Abstract: Using chemical analysis determine the origin of wines
Data Set Characteristics:
Multivariate
Number of Instances: 178
Attribute Characteristics: Integer, Real
Number of Attributes: 13
Source: Kaggle
Original Owners:
Forina, M. et al, PARVUS - An Extendible Package for Data Exploration, Classification and Correlation. Institute of Pharmaceutical and Food Analysis and Technologies, Via Brigata Salerno, 16147 Genoa, Italy.
Data Set Information:
These data are the results of a chemical analysis of wines grown in the same region in Italy but derived from three different cultivars. The analysis determined the quantities of 13 constituents found in each of the three types of wines.
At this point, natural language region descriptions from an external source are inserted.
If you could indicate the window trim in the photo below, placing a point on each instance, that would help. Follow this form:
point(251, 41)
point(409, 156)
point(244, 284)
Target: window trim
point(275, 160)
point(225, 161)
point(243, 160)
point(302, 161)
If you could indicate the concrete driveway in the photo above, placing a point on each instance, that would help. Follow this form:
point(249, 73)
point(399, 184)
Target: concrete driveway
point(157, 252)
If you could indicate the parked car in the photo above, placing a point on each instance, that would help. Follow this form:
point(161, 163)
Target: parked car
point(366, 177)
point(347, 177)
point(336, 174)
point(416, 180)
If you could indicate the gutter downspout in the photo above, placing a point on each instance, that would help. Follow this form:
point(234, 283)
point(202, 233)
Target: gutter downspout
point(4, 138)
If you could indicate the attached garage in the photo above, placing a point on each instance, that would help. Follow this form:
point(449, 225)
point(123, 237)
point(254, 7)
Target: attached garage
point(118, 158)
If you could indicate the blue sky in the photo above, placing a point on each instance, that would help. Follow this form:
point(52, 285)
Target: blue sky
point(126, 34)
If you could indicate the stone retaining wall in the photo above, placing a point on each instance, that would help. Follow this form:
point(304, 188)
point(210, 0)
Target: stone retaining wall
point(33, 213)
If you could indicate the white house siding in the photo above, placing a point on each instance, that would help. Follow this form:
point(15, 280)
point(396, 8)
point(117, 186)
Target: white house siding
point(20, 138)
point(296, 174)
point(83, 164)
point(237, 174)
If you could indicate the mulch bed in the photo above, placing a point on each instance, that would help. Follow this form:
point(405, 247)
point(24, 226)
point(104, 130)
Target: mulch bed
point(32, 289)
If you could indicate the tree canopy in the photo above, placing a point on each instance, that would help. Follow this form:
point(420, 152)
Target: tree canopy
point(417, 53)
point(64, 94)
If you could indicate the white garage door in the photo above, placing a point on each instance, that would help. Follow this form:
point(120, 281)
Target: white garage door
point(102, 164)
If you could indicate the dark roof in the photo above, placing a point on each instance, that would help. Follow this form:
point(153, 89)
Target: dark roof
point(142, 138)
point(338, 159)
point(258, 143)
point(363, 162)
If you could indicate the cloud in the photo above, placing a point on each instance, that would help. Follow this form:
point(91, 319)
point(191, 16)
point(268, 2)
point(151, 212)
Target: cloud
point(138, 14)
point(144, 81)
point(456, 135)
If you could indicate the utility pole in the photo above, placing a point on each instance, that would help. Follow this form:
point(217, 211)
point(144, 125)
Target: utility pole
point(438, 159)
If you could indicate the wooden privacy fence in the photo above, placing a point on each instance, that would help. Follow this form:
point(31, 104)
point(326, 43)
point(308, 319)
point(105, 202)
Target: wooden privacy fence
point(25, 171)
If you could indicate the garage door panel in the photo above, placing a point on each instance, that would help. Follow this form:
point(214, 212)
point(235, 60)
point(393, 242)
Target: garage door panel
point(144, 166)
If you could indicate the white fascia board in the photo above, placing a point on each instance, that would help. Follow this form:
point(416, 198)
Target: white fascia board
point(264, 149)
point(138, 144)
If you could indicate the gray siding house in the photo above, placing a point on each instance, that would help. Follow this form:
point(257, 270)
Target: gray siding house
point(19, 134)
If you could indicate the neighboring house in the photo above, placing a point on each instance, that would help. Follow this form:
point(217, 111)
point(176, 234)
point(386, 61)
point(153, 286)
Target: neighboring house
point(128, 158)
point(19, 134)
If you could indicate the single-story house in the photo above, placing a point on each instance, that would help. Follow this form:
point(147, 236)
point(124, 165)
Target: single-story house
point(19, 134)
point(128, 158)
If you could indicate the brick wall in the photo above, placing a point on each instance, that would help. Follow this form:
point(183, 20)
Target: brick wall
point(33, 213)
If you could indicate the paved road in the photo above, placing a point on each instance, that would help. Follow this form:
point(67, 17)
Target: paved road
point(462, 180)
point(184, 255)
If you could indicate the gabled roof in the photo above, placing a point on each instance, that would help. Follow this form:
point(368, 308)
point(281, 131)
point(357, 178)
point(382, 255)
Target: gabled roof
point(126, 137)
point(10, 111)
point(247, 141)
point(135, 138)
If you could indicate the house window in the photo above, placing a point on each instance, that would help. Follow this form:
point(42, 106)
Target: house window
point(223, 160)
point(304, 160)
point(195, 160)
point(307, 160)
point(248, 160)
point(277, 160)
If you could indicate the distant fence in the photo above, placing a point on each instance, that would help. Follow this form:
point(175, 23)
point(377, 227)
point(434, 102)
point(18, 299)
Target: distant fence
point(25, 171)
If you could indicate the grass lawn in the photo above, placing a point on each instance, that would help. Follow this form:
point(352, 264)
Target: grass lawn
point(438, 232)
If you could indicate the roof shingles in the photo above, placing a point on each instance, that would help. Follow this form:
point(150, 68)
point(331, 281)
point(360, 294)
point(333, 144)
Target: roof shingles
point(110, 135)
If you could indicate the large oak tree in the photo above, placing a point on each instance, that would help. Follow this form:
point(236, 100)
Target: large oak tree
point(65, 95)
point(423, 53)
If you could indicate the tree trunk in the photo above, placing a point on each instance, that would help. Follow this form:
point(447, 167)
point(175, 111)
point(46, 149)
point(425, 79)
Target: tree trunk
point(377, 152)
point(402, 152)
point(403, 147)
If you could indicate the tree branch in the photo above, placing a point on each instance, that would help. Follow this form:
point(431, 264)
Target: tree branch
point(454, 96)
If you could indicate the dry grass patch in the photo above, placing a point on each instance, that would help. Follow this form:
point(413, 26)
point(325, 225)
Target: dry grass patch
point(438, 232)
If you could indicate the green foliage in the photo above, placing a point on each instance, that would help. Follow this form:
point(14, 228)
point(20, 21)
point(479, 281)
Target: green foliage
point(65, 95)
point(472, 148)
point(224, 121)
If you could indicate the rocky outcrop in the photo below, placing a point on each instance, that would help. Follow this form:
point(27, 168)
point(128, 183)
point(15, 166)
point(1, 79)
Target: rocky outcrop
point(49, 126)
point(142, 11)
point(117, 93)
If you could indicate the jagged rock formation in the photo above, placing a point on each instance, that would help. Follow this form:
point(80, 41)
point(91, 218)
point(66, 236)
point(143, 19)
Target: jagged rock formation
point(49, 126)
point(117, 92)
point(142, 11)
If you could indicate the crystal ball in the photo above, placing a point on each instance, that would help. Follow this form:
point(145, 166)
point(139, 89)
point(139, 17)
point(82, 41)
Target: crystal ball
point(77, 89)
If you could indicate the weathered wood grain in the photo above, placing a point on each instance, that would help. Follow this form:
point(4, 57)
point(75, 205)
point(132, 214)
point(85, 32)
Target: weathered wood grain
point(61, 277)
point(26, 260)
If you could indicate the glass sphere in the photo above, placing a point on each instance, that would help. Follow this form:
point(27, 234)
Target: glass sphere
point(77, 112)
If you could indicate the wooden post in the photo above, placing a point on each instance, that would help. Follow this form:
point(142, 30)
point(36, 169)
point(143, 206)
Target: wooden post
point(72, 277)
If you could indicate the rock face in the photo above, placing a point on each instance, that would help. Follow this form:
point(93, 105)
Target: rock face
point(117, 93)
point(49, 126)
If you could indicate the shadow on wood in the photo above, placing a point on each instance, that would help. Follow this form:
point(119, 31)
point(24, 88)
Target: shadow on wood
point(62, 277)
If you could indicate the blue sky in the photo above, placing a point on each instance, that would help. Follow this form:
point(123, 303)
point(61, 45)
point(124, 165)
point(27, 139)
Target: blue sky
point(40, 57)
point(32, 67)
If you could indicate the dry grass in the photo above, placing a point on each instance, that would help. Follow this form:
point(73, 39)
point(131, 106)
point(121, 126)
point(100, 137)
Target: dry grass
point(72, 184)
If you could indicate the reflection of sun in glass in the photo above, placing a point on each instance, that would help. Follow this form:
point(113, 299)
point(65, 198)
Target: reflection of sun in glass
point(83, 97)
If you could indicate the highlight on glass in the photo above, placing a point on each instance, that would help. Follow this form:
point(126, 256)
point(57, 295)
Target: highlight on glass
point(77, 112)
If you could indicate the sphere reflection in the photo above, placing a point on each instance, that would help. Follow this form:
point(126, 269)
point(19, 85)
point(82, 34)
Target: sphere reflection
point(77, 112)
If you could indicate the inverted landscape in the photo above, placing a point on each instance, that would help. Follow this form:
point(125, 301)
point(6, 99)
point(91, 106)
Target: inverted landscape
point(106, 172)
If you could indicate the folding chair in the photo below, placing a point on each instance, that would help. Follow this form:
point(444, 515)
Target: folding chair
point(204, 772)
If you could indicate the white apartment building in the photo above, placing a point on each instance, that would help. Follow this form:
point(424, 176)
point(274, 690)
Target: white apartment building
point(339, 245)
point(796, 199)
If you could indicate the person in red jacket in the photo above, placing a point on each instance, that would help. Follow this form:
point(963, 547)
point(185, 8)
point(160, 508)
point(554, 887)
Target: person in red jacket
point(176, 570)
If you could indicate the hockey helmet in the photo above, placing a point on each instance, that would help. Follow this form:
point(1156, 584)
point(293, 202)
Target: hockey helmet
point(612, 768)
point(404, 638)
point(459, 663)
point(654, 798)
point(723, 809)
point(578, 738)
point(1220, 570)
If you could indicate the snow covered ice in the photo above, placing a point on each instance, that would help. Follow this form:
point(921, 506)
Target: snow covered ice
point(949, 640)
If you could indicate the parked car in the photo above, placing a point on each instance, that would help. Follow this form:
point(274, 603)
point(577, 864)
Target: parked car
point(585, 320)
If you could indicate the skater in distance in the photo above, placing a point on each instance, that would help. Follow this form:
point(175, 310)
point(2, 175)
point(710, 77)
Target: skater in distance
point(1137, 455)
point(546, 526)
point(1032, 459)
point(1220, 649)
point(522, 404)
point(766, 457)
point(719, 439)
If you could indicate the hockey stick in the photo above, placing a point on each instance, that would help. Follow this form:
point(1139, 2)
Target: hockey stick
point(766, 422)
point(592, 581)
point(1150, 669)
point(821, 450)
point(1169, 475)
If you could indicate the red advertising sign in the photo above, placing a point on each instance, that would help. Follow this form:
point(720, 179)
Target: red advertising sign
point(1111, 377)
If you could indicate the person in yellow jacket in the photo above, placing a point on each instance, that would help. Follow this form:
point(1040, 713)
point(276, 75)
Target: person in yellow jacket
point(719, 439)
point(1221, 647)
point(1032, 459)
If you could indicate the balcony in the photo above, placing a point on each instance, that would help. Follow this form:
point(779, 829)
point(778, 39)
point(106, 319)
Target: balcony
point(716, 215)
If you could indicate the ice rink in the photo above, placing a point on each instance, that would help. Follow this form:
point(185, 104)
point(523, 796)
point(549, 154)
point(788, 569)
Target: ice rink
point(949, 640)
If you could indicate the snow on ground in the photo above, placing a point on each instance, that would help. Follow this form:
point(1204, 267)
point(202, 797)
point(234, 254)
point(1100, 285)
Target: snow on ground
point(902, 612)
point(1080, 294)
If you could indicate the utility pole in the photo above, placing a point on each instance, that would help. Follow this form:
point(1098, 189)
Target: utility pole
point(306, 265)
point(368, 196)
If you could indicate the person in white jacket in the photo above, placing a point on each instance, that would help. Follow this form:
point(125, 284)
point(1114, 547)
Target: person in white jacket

The attributes are (dontated by Riccardo Leardi, riclea '@' anchem.unige.it )
- Alcohol
- Malic acid
- Ash
- Alcalinity of ash
- Magnesium
- Total phenols
- Flavanoids
- Nonflavanoid phenols
- Proanthocyanins
- Color intensity
- Hue
- OD280/OD315 of diluted wines
- Proline
Because there are so many attributes contributing to the wine quality, It is dificult to process these data. So for that I seeked help of PCA.
Principal Component Analysis (PCA) is a data analysis technique that provides a way of looking at and understanding data which is very high dimensional. In other words, PCA can be applied to data that has a large number of variables. There is a common misconception that PCA can only be used on data that is in a certain form.
After learning about ins and outs of data. I have come up with following Assumptions.
- Kmeans clustring and Agglomerative Clustering was ideal to predict the wine quality.
- There are 3 quality of wine are found in dataset.
- colour intensity and alcohol is highly correlated with wine quality.